Australia’s Collective-Site Sales Increase Six-Fold

Collective-site sales suitable for low, medium and high-density development increased six-fold over the past five years, recording 17.8% of disclosed total sales (by value) in 2016/17.

Knight Frank’s September 2017 market insight, Collective Sales for Residential Development, found that this has been both horizontally and vertically, which meant that multiple homeowners grouped together to form residential super-lots, while owners of individual apartments and office suites simultaneously leveraged recent legislation changes and re-zoned growth corridors.

Knight Frank head of residential research Michelle Ciesielski said foreign buyers represented only 21% of collective sales in 2012/13, but by 2016/17 that number had risen to 62% .

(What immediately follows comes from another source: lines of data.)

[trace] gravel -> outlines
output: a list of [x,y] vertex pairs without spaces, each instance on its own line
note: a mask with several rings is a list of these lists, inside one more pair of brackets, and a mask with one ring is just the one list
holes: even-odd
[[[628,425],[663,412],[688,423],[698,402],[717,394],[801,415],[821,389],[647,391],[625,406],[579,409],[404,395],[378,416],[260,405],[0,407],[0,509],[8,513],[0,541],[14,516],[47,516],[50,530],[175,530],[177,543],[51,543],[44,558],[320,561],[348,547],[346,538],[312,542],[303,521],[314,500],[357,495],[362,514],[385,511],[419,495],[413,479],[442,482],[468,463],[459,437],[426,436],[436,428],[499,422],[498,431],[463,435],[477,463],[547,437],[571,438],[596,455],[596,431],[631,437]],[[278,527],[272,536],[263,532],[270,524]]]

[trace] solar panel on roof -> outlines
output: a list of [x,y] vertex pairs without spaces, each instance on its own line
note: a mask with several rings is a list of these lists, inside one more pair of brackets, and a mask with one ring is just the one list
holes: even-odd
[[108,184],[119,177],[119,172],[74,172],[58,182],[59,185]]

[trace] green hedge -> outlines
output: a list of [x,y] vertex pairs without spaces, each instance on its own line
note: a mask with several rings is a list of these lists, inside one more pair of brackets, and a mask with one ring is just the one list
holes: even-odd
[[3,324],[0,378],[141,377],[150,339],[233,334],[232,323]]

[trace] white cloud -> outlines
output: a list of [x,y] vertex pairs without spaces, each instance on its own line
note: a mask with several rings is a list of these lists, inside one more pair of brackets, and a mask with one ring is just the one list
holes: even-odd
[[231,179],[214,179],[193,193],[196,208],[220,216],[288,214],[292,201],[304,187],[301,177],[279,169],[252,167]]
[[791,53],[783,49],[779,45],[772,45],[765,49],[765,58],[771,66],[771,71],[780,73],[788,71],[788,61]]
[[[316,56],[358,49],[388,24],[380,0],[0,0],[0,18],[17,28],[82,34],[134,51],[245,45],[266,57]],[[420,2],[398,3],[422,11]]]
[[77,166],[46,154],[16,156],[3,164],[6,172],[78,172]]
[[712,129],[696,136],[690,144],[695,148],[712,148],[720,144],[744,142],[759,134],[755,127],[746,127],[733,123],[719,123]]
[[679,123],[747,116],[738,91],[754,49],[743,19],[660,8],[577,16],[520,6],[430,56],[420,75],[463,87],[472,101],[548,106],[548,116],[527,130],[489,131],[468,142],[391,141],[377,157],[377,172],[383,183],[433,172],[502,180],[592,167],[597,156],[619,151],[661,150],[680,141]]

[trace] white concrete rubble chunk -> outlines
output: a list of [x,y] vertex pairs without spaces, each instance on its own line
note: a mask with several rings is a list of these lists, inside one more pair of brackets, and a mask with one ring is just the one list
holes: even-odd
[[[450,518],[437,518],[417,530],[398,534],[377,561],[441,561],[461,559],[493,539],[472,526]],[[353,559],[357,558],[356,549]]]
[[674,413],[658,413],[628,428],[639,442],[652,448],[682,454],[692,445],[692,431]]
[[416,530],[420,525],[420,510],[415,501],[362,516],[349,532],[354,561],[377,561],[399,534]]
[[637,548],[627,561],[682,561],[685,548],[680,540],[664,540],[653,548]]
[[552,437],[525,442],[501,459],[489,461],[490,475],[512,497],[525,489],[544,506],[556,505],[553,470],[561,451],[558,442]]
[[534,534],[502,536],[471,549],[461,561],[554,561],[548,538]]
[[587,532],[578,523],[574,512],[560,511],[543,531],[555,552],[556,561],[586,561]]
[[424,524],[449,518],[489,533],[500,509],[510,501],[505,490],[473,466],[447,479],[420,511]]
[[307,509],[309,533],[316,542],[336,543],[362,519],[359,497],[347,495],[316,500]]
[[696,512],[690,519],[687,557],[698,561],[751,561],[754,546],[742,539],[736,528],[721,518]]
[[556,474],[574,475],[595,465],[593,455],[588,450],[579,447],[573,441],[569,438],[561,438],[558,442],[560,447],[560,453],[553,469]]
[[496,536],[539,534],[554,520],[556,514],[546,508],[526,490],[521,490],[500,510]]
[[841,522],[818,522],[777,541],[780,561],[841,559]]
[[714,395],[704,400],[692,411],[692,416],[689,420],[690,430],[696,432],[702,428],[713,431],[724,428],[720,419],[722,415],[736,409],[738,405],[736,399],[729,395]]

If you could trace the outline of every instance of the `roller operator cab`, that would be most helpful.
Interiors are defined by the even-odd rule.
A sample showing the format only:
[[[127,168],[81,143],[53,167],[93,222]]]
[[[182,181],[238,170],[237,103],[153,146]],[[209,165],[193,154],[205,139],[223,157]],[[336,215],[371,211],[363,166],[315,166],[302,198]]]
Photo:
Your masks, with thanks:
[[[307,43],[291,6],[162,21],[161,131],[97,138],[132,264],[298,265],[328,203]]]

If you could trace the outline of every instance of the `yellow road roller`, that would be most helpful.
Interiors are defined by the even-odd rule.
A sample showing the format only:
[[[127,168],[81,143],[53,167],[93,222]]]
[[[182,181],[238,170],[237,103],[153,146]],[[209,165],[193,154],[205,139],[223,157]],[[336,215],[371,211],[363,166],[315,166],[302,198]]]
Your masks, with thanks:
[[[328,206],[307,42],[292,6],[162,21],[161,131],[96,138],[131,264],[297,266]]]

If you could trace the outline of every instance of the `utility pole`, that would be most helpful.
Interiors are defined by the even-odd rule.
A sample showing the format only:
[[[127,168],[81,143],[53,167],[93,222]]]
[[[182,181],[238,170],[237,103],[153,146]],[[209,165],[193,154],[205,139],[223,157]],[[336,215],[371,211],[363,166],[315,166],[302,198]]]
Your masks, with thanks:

“Within these collective sales purchased by foreign buyers in the last year, 53.6% were for horizontal sites and 8.4% for vertical sales,” Ciesielski said.

“Vertical site sales have been more prevalent in New South Wales since new legislation for strata properties came into operation.

“At this stage, despite lengthy consideration, no other State or Territory Governments have introduced this change,” Ciesielski said.

The share of NSW vertical collective-site sales suitable for higher density grew to $228.3 million (8.1%) in 2016/17, when compared against the total volume of disclosed higher density residential sites sold.

This followed the reformed legislation coming into operation on 30 November 2016, after representing 2.3% a year earlier.

“Despite significant growth in apartment values, developers are taking a longer term view when purchasing NSW collective vertical sites. However as yet, this isn’t the trend emerging out of Victoria,” Ms Ciesielski said

According to Residex, the median value of established apartments in greater Melbourne has increased by 13.5% since since July 1, 2015.

As a result, collective vertical sales in Victoria recorded a share of only 1% in 2016/17 — tallying at $18.5 million.

This was down from a year earlier with a 2.5% share ($39.7 million) in 2015/16.

“With this reform, many more potential development sites have the ability to be unlocked across Greater Sydney,” Ciesielski said.